With the availability of the complete sequences of genomes of several organisms, it is critical to determine the biological function of the proteins coded by those genomes. Analysis of protein-protein interactions is important for this process since it can produce protein-protein interaction maps that place each protein in its cellular context, from which it is hoped to infer the protein's function. [1, 2]. Several existing methods that monitor protein-protein interactions are: conventional and modified yeast two-hybrid systems along with reconstitution systems, phage display, fluorescence resonance energy transfer (FRET) methods, mass spectrometry, protein chips, and evanescent wave methods [1-5].
Fluorescence correlation spectroscopy (FCS) and related single-molecule methods are important tools for the in vitro analysis of macromolecular interactions, and are potentially useful for in vivo analysis [6, 7]. FCS-related methods can detect these interactions in a distance-independent fashion, unlike FRET. [8]. FCS-related methods detect macromolecular interactions by monitoring fluorescence fluctuations that result when fluorescent molecules diffuse or flow across a tightly focused laser excitation volume (femtoliter confocal detection volume). At concentrations less than 1 nM, the average molecular occupancy of the detection volume is smaller than one, allowing the detection of photon-bursts generated by single molecules. This is commonly referred to as the “low occupancy” regime. A “photon burst” is the set of all photons detected from a single molecule during its transit through the confocal detection volume. Analysis of these photon-bursts has been used to measure the distribution of molecular properties, such as fluorescence lifetime, polarization anisotropy, and fluorescence resonance energy transfer (FRET) [9-12]. At concentrations between 1 nM-100 nM, the molecular occupancy is still low enough to be sensitive to the addition or subtraction of one molecule within that volume. This is referred to as the “intermediate occupancy” regime. Although it is not possible to separate the photons into bursts from single molecules, the resulting fluctuating fluorescence signal contains dynamic information about several processes such as translational diffusion [13], rotational diffusion [14], intersystem crossing to triplet states [15], and photobleaching [16]. At concentrations greater than 100 nM, many molecules occupy the detection volume and the fluctuations are averaged out. This is known as the “high occupancy” regime. The primary drawback of using FCS-related methods for monitoring macromolecular interactions is the dynamic range over which binding can be detected. These methods are most sensitive in the nM concentration regime, whereas binding constants of protein-protein interactions often correspond to higher concentrations (this limitation is partially offset by the ability of FCS-related methods to detect small subpopulations).

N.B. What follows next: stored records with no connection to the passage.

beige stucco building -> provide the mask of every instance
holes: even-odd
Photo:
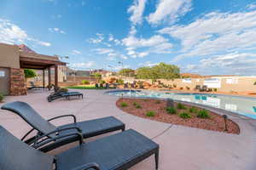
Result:
[[[66,65],[57,57],[20,50],[17,45],[0,43],[0,93],[10,95],[26,94],[23,69],[48,71],[48,83],[51,84],[50,68],[55,68],[55,84],[58,85],[58,65]],[[45,76],[44,76],[45,77]],[[43,80],[45,86],[45,80]]]

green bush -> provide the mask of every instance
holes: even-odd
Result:
[[[134,106],[137,106],[137,105],[138,105],[138,103],[137,103],[137,102],[133,102],[133,104],[132,104]]]
[[[155,101],[155,104],[160,104],[160,103],[161,103],[160,100],[156,100],[156,101]]]
[[[191,118],[191,115],[189,115],[189,113],[186,113],[186,112],[183,112],[183,113],[179,114],[178,116],[180,116],[183,119]]]
[[[59,90],[58,90],[58,92],[68,92],[68,88],[61,88]]]
[[[2,102],[3,99],[3,95],[2,94],[0,94],[0,102]]]
[[[121,102],[121,107],[127,107],[128,104],[125,102]]]
[[[197,117],[202,118],[202,119],[207,119],[207,118],[210,118],[210,115],[207,110],[201,110],[198,112]]]
[[[136,109],[142,109],[142,106],[141,106],[140,105],[137,105],[135,106],[135,108],[136,108]]]
[[[177,103],[177,109],[178,110],[186,109],[186,106],[181,103]]]
[[[189,112],[190,112],[190,113],[197,113],[198,110],[197,110],[197,109],[196,109],[195,107],[191,107],[191,108],[189,109]]]
[[[101,80],[101,81],[100,81],[100,83],[101,83],[101,84],[104,84],[105,82],[106,82],[103,81],[103,80]]]
[[[146,116],[154,116],[155,112],[154,111],[147,111]]]
[[[169,114],[176,114],[177,110],[174,107],[166,107],[166,111]]]
[[[89,80],[82,80],[82,84],[90,84]]]

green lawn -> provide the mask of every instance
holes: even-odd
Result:
[[[106,89],[105,88],[95,88],[95,86],[70,86],[67,87],[67,88],[73,88],[73,89]]]

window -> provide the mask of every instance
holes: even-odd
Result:
[[[5,72],[3,71],[0,71],[0,76],[5,76]]]

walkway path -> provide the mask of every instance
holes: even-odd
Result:
[[[79,121],[114,116],[133,128],[153,139],[160,145],[160,170],[255,170],[256,121],[230,115],[241,128],[241,134],[227,134],[146,120],[126,114],[115,106],[115,96],[104,91],[76,90],[84,94],[84,99],[46,101],[46,92],[34,92],[27,96],[7,97],[6,102],[25,101],[44,117],[75,114]],[[3,104],[0,104],[0,105]],[[55,122],[69,122],[68,119]],[[0,124],[20,138],[30,127],[18,116],[0,110]],[[99,137],[97,137],[99,138]],[[93,140],[90,139],[89,140]],[[87,141],[89,141],[87,139]],[[73,143],[50,154],[61,152]],[[154,169],[154,157],[133,167],[131,170]]]

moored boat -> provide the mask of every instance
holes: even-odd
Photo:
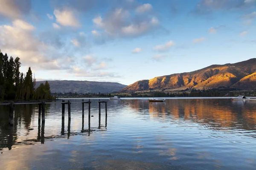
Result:
[[[121,99],[120,98],[120,97],[115,96],[114,96],[113,97],[111,97],[109,98],[110,100],[121,100]]]
[[[165,99],[148,99],[148,102],[163,102],[164,101],[165,101]]]
[[[252,102],[256,102],[256,99],[247,99],[247,100]]]
[[[239,96],[237,97],[233,97],[231,99],[235,100],[247,100],[247,99],[244,96]]]

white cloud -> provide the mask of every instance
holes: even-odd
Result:
[[[241,33],[240,33],[239,35],[240,35],[240,36],[244,36],[245,35],[246,35],[247,34],[248,34],[248,31],[244,31],[244,32],[242,32]]]
[[[102,70],[105,69],[108,66],[108,65],[105,62],[101,62],[99,63],[99,65],[97,67],[97,70]]]
[[[79,42],[77,41],[77,40],[76,39],[72,40],[70,41],[70,42],[72,43],[72,44],[73,44],[74,45],[75,45],[76,47],[78,47],[80,45]]]
[[[132,12],[131,10],[131,13]],[[111,37],[143,35],[158,26],[159,21],[155,17],[143,16],[140,20],[137,17],[136,15],[131,15],[127,10],[119,8],[108,13],[103,18],[96,17],[93,22]]]
[[[141,52],[142,49],[140,48],[137,48],[134,49],[131,51],[131,52],[133,53],[139,53]]]
[[[20,18],[28,14],[31,8],[31,0],[0,0],[0,14],[12,19]]]
[[[59,29],[59,28],[61,28],[61,27],[60,26],[59,26],[56,23],[52,23],[52,26],[55,29]]]
[[[160,61],[166,57],[165,54],[157,54],[153,57],[152,59],[157,61]]]
[[[215,34],[217,33],[217,30],[213,27],[211,27],[208,30],[208,32],[210,34]]]
[[[80,24],[76,18],[74,11],[70,9],[65,9],[62,11],[55,9],[53,12],[56,21],[63,26],[78,27]]]
[[[89,67],[91,67],[97,61],[96,57],[93,57],[91,55],[89,55],[84,57],[83,58],[84,59],[87,66]]]
[[[92,34],[95,36],[99,36],[100,34],[96,30],[92,31]]]
[[[15,27],[22,29],[32,31],[35,29],[34,26],[20,20],[16,20],[12,22],[12,25]]]
[[[174,45],[175,45],[175,43],[172,41],[170,41],[164,44],[156,45],[154,48],[154,49],[158,51],[165,51],[169,50],[171,47]]]
[[[47,16],[50,19],[50,20],[53,20],[53,16],[49,14],[47,14]]]
[[[85,34],[84,32],[80,32],[79,33],[79,35],[80,36],[85,36]]]
[[[250,3],[255,2],[256,2],[256,0],[245,0],[244,1],[244,3]]]
[[[198,43],[202,42],[203,41],[205,41],[206,40],[206,38],[204,37],[201,37],[199,38],[197,38],[196,39],[194,39],[193,40],[193,43]]]
[[[153,7],[149,3],[144,3],[144,4],[138,6],[135,9],[135,11],[139,13],[144,13],[150,11],[152,10]]]

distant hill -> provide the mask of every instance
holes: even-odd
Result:
[[[117,82],[97,82],[89,81],[53,80],[48,81],[52,93],[112,93],[119,91],[126,86]],[[45,81],[36,82],[35,87]]]
[[[188,73],[140,80],[119,91],[131,92],[144,90],[168,90],[186,88],[215,88],[220,86],[246,90],[256,89],[256,58],[234,64],[212,65]]]

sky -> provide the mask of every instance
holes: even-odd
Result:
[[[137,81],[256,58],[256,0],[0,0],[0,49],[38,81]]]

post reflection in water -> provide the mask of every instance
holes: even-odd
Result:
[[[9,150],[12,149],[13,144],[13,126],[9,126],[9,136],[8,136],[8,147]]]
[[[40,139],[41,139],[41,136],[40,135],[41,129],[41,119],[39,119],[38,120],[38,137],[37,137],[38,140],[40,140]]]
[[[45,121],[42,121],[42,128],[41,129],[41,144],[44,143],[44,125]]]
[[[23,162],[20,169],[33,169],[40,164],[41,169],[256,167],[256,102],[225,99],[110,101],[108,117],[106,113],[101,125],[97,102],[92,102],[94,116],[88,111],[85,117],[81,103],[73,103],[72,122],[65,123],[67,133],[61,105],[46,105],[45,125],[38,122],[38,106],[15,106],[13,129],[6,126],[8,108],[0,106],[1,168],[8,169],[13,161]],[[43,147],[35,146],[40,142]]]

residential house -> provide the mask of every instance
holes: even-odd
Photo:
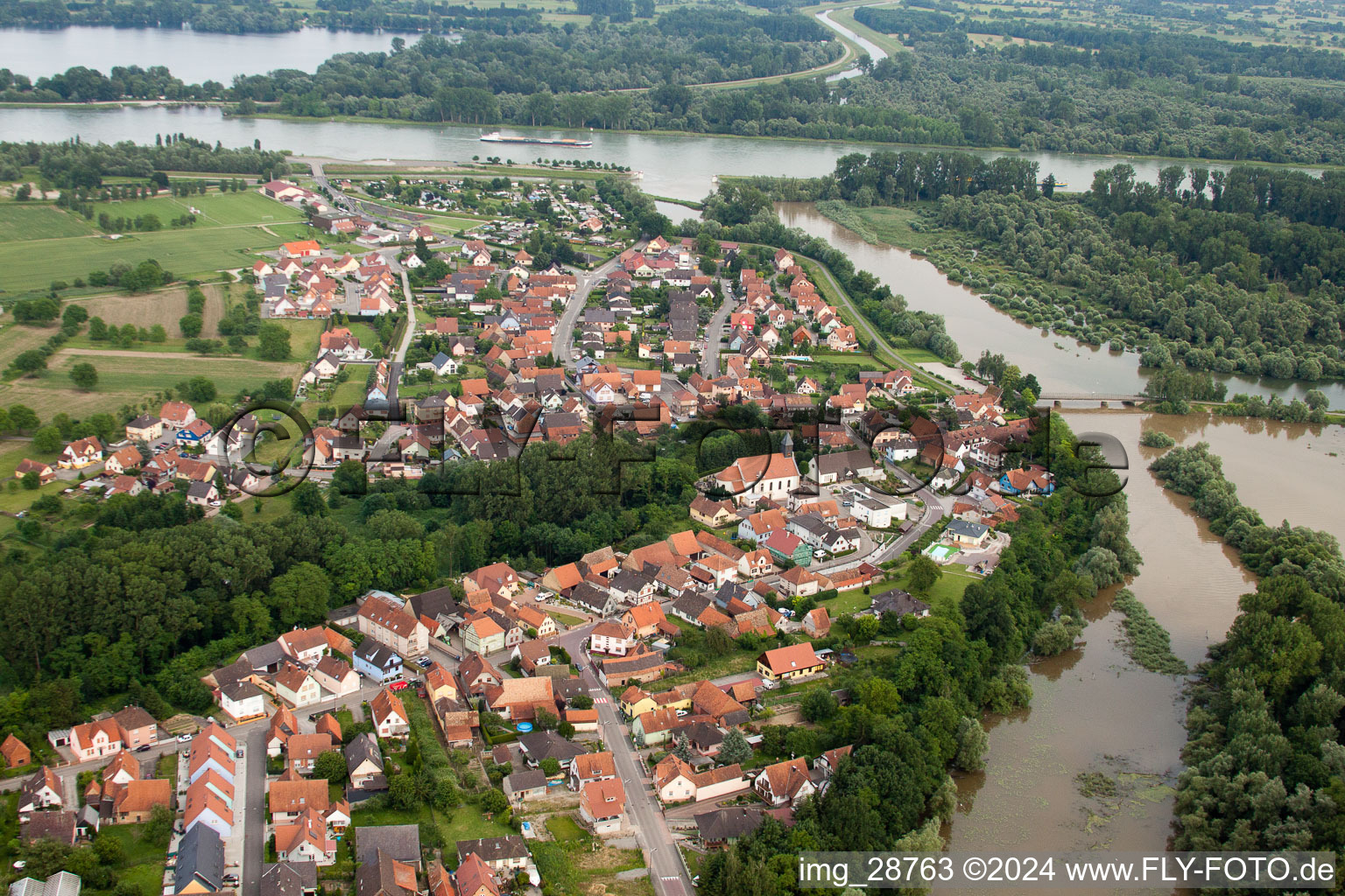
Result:
[[[356,830],[356,842],[359,830],[364,829]],[[359,896],[416,896],[420,892],[416,865],[398,861],[382,849],[374,850],[355,872],[355,892]]]
[[[498,685],[504,677],[477,653],[468,654],[457,666],[457,680],[463,685],[463,692],[472,696],[483,696],[487,688]]]
[[[395,650],[386,647],[373,638],[366,638],[355,647],[355,670],[374,681],[374,684],[387,684],[402,677],[402,658]]]
[[[788,647],[767,650],[757,657],[757,673],[767,681],[785,681],[814,676],[826,664],[812,650],[811,643],[795,643]]]
[[[291,735],[285,742],[285,766],[295,774],[311,775],[317,758],[331,750],[334,750],[331,735]]]
[[[425,656],[429,649],[429,629],[391,595],[370,594],[359,607],[356,625],[404,658]]]
[[[654,789],[664,805],[718,799],[746,789],[737,763],[698,772],[689,763],[668,755],[654,767]]]
[[[691,519],[712,528],[728,525],[737,519],[733,513],[732,501],[712,501],[703,494],[695,496],[691,501]]]
[[[192,827],[208,827],[221,837],[229,837],[234,825],[234,810],[221,795],[218,786],[211,787],[214,772],[203,775],[187,787],[183,799],[183,825],[190,833]]]
[[[104,473],[114,473],[121,476],[126,470],[139,469],[143,463],[140,457],[140,449],[133,445],[128,445],[124,449],[118,449],[108,455],[108,461],[102,465]]]
[[[359,673],[340,657],[320,658],[309,674],[325,693],[334,697],[346,697],[359,690]]]
[[[410,717],[401,699],[386,688],[379,690],[369,701],[370,712],[374,716],[374,731],[379,737],[406,740],[410,735]]]
[[[593,780],[612,780],[616,778],[616,760],[612,752],[588,752],[576,756],[570,763],[570,790],[580,790]]]
[[[276,673],[273,684],[276,696],[296,709],[311,707],[323,699],[323,689],[317,684],[317,678],[308,669],[292,662],[286,662]]]
[[[218,893],[225,887],[225,841],[207,825],[194,825],[178,841],[174,893]]]
[[[615,657],[627,656],[639,641],[635,627],[621,622],[600,622],[589,633],[589,650]]]
[[[500,896],[500,881],[480,856],[471,853],[453,872],[457,896]],[[438,896],[437,893],[434,896]]]
[[[459,865],[469,856],[476,856],[492,872],[504,879],[514,877],[527,868],[533,853],[527,848],[527,841],[518,834],[507,837],[484,837],[482,840],[460,840],[457,846]]]
[[[59,809],[65,805],[65,787],[61,778],[48,766],[43,766],[23,782],[19,795],[19,814],[43,809]]]
[[[159,419],[164,429],[176,431],[196,419],[196,408],[186,402],[164,402],[159,408]]]
[[[612,623],[603,623],[603,625],[612,625]],[[663,614],[663,607],[655,600],[633,606],[625,613],[623,613],[621,626],[625,626],[629,630],[632,630],[636,638],[648,638],[670,627],[667,625],[667,617]],[[594,631],[596,630],[597,629],[594,629]],[[612,653],[612,652],[607,650],[604,653]]]
[[[650,650],[644,645],[633,649],[624,657],[603,660],[599,669],[599,680],[608,689],[620,688],[632,681],[654,681],[663,677],[667,662],[662,650]]]
[[[714,474],[714,482],[725,489],[738,505],[753,505],[761,498],[779,504],[799,488],[799,465],[794,461],[794,445],[785,433],[780,453],[741,457]]]
[[[325,789],[325,782],[317,782]],[[289,822],[276,822],[276,857],[280,861],[331,865],[336,861],[336,840],[328,834],[327,819],[317,809],[305,809]]]
[[[356,735],[344,750],[346,775],[350,786],[356,790],[386,790],[387,778],[383,774],[383,752],[378,739],[371,733]]]
[[[822,580],[803,567],[791,567],[780,574],[777,590],[791,598],[806,598],[822,590]]]
[[[266,807],[277,825],[293,822],[309,809],[325,815],[328,802],[327,782],[320,778],[273,780],[266,791]]]
[[[469,653],[499,653],[504,649],[503,626],[484,613],[468,617],[459,631],[463,635],[463,647]]]
[[[761,547],[777,562],[788,560],[795,566],[812,563],[812,548],[792,532],[772,532],[765,541],[761,541]]]
[[[1005,494],[1050,494],[1056,490],[1056,482],[1041,467],[1006,470],[999,477],[999,490]]]
[[[594,587],[589,582],[578,583],[569,592],[569,595],[566,595],[566,599],[597,617],[609,617],[621,606],[621,602],[616,596],[605,590]]]
[[[531,767],[539,767],[546,759],[555,759],[561,768],[568,770],[578,756],[588,752],[584,744],[566,740],[554,731],[534,731],[519,735],[518,746],[523,752],[523,759]]]
[[[0,758],[4,758],[5,768],[22,768],[32,762],[32,751],[28,750],[28,744],[9,733],[5,735],[4,743],[0,743]]]
[[[234,721],[266,715],[266,693],[249,680],[219,685],[219,708]]]
[[[126,439],[132,442],[155,442],[164,434],[163,419],[141,414],[126,423]]]
[[[808,775],[808,760],[803,756],[761,768],[752,779],[752,790],[769,806],[795,806],[816,793]]]
[[[204,445],[210,434],[214,433],[214,427],[199,416],[188,423],[187,426],[178,430],[174,435],[174,441],[178,442],[179,447],[196,447]]]
[[[102,459],[102,442],[95,437],[75,439],[61,451],[56,466],[62,470],[82,470]]]
[[[78,762],[159,743],[159,725],[140,707],[126,707],[108,719],[87,721],[70,731],[70,751]]]
[[[625,787],[619,779],[590,780],[580,791],[580,818],[594,834],[615,834],[625,821]]]
[[[486,707],[504,719],[530,720],[538,709],[555,711],[555,696],[547,677],[504,678],[486,689]]]
[[[831,634],[831,618],[827,615],[827,609],[808,610],[803,615],[803,631],[810,638],[826,638]]]
[[[697,836],[705,849],[728,849],[753,833],[765,819],[765,811],[745,806],[730,806],[695,815]]]

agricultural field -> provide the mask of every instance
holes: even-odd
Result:
[[[27,352],[30,348],[42,348],[42,344],[47,341],[47,337],[55,332],[55,329],[44,329],[42,326],[24,326],[23,324],[15,324],[5,316],[7,322],[0,325],[0,357],[9,359],[17,357],[22,352]]]
[[[192,230],[206,227],[227,227],[231,224],[270,224],[303,220],[303,215],[284,203],[266,199],[258,192],[206,193],[194,196],[155,196],[153,199],[128,199],[110,203],[94,203],[94,219],[102,212],[113,218],[139,218],[157,215],[164,227],[168,222],[188,210],[196,208],[196,224]]]
[[[206,310],[202,313],[202,334],[207,337],[218,336],[219,332],[217,326],[219,325],[219,318],[225,313],[225,287],[206,285],[200,287],[200,292],[206,294]],[[108,296],[90,296],[87,298],[77,298],[70,302],[71,305],[82,305],[89,317],[101,317],[109,326],[124,326],[125,324],[134,324],[136,326],[144,326],[145,329],[153,326],[155,324],[163,325],[168,330],[169,336],[178,334],[178,320],[187,313],[187,287],[169,286],[167,289],[155,290],[153,293],[143,293],[139,296],[128,296],[125,293],[112,293]],[[172,340],[183,341],[183,340]],[[89,343],[87,336],[81,334],[77,340],[71,340],[70,345],[77,345],[79,343],[87,343],[93,348],[98,348],[98,343]],[[106,348],[106,345],[102,345]],[[157,351],[159,347],[153,344],[144,344],[147,351]]]
[[[214,279],[221,270],[250,267],[256,253],[274,250],[280,243],[312,239],[308,224],[276,226],[231,224],[161,230],[148,234],[108,236],[71,236],[43,243],[40,263],[28,243],[0,243],[0,290],[24,292],[43,289],[47,283],[74,281],[93,270],[108,270],[122,262],[139,265],[153,258],[179,279],[196,277]]]
[[[70,382],[70,368],[87,361],[98,371],[98,386],[82,392]],[[207,376],[222,396],[253,390],[266,380],[292,379],[303,361],[256,361],[246,357],[190,357],[151,352],[120,352],[67,348],[52,356],[39,377],[0,383],[0,406],[27,404],[43,419],[65,411],[83,418],[100,411],[116,412],[137,404],[192,376]]]
[[[0,243],[87,236],[94,228],[79,215],[55,206],[0,203]]]

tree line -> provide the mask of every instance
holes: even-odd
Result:
[[[851,153],[823,177],[721,187],[707,218],[745,220],[772,197],[933,200],[916,227],[955,239],[936,244],[931,261],[1030,325],[1132,349],[1145,367],[1345,375],[1338,175],[1170,165],[1149,184],[1119,164],[1098,171],[1083,193],[1056,193],[1050,176],[1036,177],[1020,159]]]
[[[1198,668],[1177,785],[1174,849],[1334,850],[1345,845],[1341,677],[1345,560],[1306,527],[1266,525],[1204,442],[1150,465],[1260,576]]]

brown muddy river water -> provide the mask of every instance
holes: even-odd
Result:
[[[1295,525],[1345,537],[1345,514],[1330,500],[1338,493],[1330,484],[1345,474],[1341,427],[1124,411],[1063,414],[1077,435],[1108,434],[1124,447],[1131,540],[1145,559],[1130,588],[1171,633],[1173,650],[1189,665],[1223,638],[1239,595],[1255,587],[1255,576],[1189,510],[1188,498],[1165,492],[1150,476],[1146,467],[1161,451],[1139,446],[1145,429],[1182,445],[1209,442],[1243,501],[1267,521],[1287,516]],[[1126,656],[1112,594],[1084,609],[1081,649],[1030,668],[1032,707],[986,720],[986,771],[958,782],[958,814],[946,830],[950,850],[1165,848],[1186,737],[1184,680],[1146,672]],[[1095,772],[1104,778],[1080,778]]]

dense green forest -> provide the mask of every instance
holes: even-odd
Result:
[[[1338,52],[1018,19],[976,21],[975,30],[1049,46],[976,48],[968,23],[943,12],[859,7],[854,16],[909,34],[912,51],[842,86],[850,105],[954,121],[974,145],[1342,159]]]
[[[1260,583],[1201,664],[1186,716],[1174,849],[1345,846],[1345,560],[1306,527],[1266,525],[1204,442],[1150,469],[1237,549]]]
[[[98,187],[104,177],[155,179],[167,188],[168,180],[155,172],[198,171],[230,175],[281,177],[289,173],[285,153],[260,146],[226,149],[183,134],[160,136],[157,145],[130,141],[86,144],[67,140],[59,144],[0,142],[0,180],[19,180],[20,169],[35,167],[48,188]]]
[[[1037,437],[1071,445],[1059,419]],[[1038,447],[1041,447],[1038,445]],[[707,896],[783,896],[808,892],[798,887],[799,850],[937,850],[939,825],[956,807],[948,768],[981,767],[983,712],[1007,712],[1029,696],[1017,662],[1036,630],[1052,613],[1071,613],[1098,587],[1134,571],[1138,557],[1127,537],[1126,498],[1080,496],[1084,461],[1068,451],[1053,455],[1053,470],[1065,488],[1011,524],[1013,544],[995,572],[967,587],[959,609],[943,607],[931,618],[898,623],[904,647],[892,657],[833,673],[829,686],[846,688],[851,703],[831,707],[818,728],[765,728],[781,740],[788,758],[853,746],[820,797],[807,801],[792,827],[773,819],[701,865],[701,892]],[[1114,477],[1088,474],[1087,490]],[[845,627],[838,621],[838,627]],[[888,625],[888,621],[884,621]],[[893,633],[897,634],[897,633]]]
[[[853,153],[820,179],[748,181],[855,208],[921,201],[929,258],[1029,324],[1141,352],[1146,367],[1345,375],[1345,177],[1235,167],[1099,171],[1083,193],[1021,160]],[[826,210],[826,204],[823,204]],[[1190,396],[1197,398],[1197,396]]]

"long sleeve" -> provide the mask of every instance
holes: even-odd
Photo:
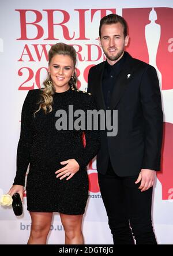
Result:
[[[158,78],[150,66],[143,75],[141,102],[145,123],[145,150],[142,168],[159,170],[163,133],[163,112]]]
[[[22,109],[20,136],[17,152],[17,171],[13,185],[24,185],[25,174],[30,162],[30,154],[34,136],[32,127],[33,118],[32,102],[34,91],[29,91]]]
[[[92,96],[89,97],[90,101],[88,102],[87,110],[97,110],[93,98]],[[91,130],[87,130],[86,128],[84,133],[86,140],[85,147],[84,151],[76,157],[76,160],[82,168],[88,165],[89,161],[96,156],[100,147],[100,134],[98,130],[94,130],[93,127]]]

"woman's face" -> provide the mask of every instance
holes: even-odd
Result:
[[[67,55],[55,55],[48,68],[56,92],[69,88],[69,81],[74,72],[73,60]]]

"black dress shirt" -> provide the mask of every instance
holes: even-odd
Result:
[[[116,86],[116,78],[120,73],[126,58],[125,52],[122,57],[114,65],[110,65],[106,61],[102,78],[102,91],[106,109],[110,109],[111,95],[114,86]]]

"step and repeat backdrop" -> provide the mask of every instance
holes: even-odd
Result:
[[[1,0],[0,6],[0,195],[13,182],[22,103],[28,90],[42,87],[51,46],[58,42],[74,46],[78,55],[77,87],[86,90],[90,68],[105,60],[97,40],[100,20],[116,13],[129,24],[130,40],[126,50],[154,66],[159,77],[164,140],[152,216],[158,243],[173,244],[173,2]],[[82,225],[85,243],[112,244],[95,159],[88,165],[88,173],[89,191]],[[25,191],[22,216],[15,216],[11,207],[0,207],[0,244],[27,243],[31,220],[26,194]],[[54,215],[48,243],[63,244],[58,213]]]

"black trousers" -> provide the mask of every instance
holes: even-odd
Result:
[[[119,177],[109,162],[99,183],[114,244],[157,244],[151,219],[152,188],[141,192],[138,175]]]

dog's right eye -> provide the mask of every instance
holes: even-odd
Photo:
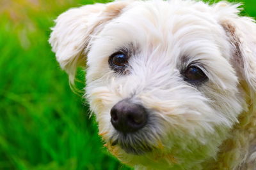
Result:
[[[122,71],[128,63],[127,55],[122,52],[112,54],[109,59],[109,64],[111,68],[116,71]]]

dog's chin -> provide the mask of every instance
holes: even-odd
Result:
[[[113,136],[112,139],[115,139],[111,143],[112,146],[119,146],[128,154],[143,155],[152,152],[155,148],[145,139],[132,134],[118,134]]]

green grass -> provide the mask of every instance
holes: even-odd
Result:
[[[253,1],[245,1],[251,16]],[[17,0],[1,6],[0,169],[128,169],[103,148],[88,107],[71,91],[47,42],[58,15],[93,3]]]

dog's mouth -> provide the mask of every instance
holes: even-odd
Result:
[[[139,134],[118,134],[111,138],[111,146],[118,145],[127,153],[143,155],[152,152],[156,147]]]

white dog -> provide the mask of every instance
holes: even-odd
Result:
[[[239,4],[118,1],[71,9],[50,43],[105,146],[147,169],[256,169],[256,24]]]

Fluorescence bursts or fluctuations are ideally suited to the study of macromolecular interactions. FIG. 1 shows how the properties of the sample translate into features of the fluorescence signal for a detection volume with low occupancy. Macromolecular interactions such as homo-dimerization and aggregation can be measured using single-channel methods. FIG. 1A depicts a single-channel measurement on a sample containing a mixture of monomers carrying one yellow fluorescent label and tetramers carrying four yellow fluorescent labels in solution. The laser excitation profile (shown in green) and the detection pinhole define the effective detection volume. As these molecules diffuse in and out of the laser excitation profile, bursts of fluorescence photons are detected, shown as an intensity time trace to the right. The three basic characteristics of a single-channel photon burst are: (1) the brightness of the bursts (blue arrows), which is proportional to the number of fluorescence labels detected, (2) the duration of the burst (red arrows), which is related to the diffusion time of the molecule across the laser beam, and (3) the time between bursts of the same species (green arrows) which is inversely proportional to the concentration of that species. The same characteristics apply for the fluctuation analysis used at higher concentrations (intermediate occupancy). In general, the fluorescence signal from an interacting pair of molecules or an aggregate has different characteristics than that from a free single molecule. The complex or aggregate has a larger hydrodynamic radius, which results in a longer diffusion time. It also has more labels than free molecules, which results in increased brightness of the bursts (fluorescence quenching and incomplete labeling are ignored at this stage). To most effectively detect binding or aggregation, a data analysis scheme that measures all these properties at the same needs to be developed.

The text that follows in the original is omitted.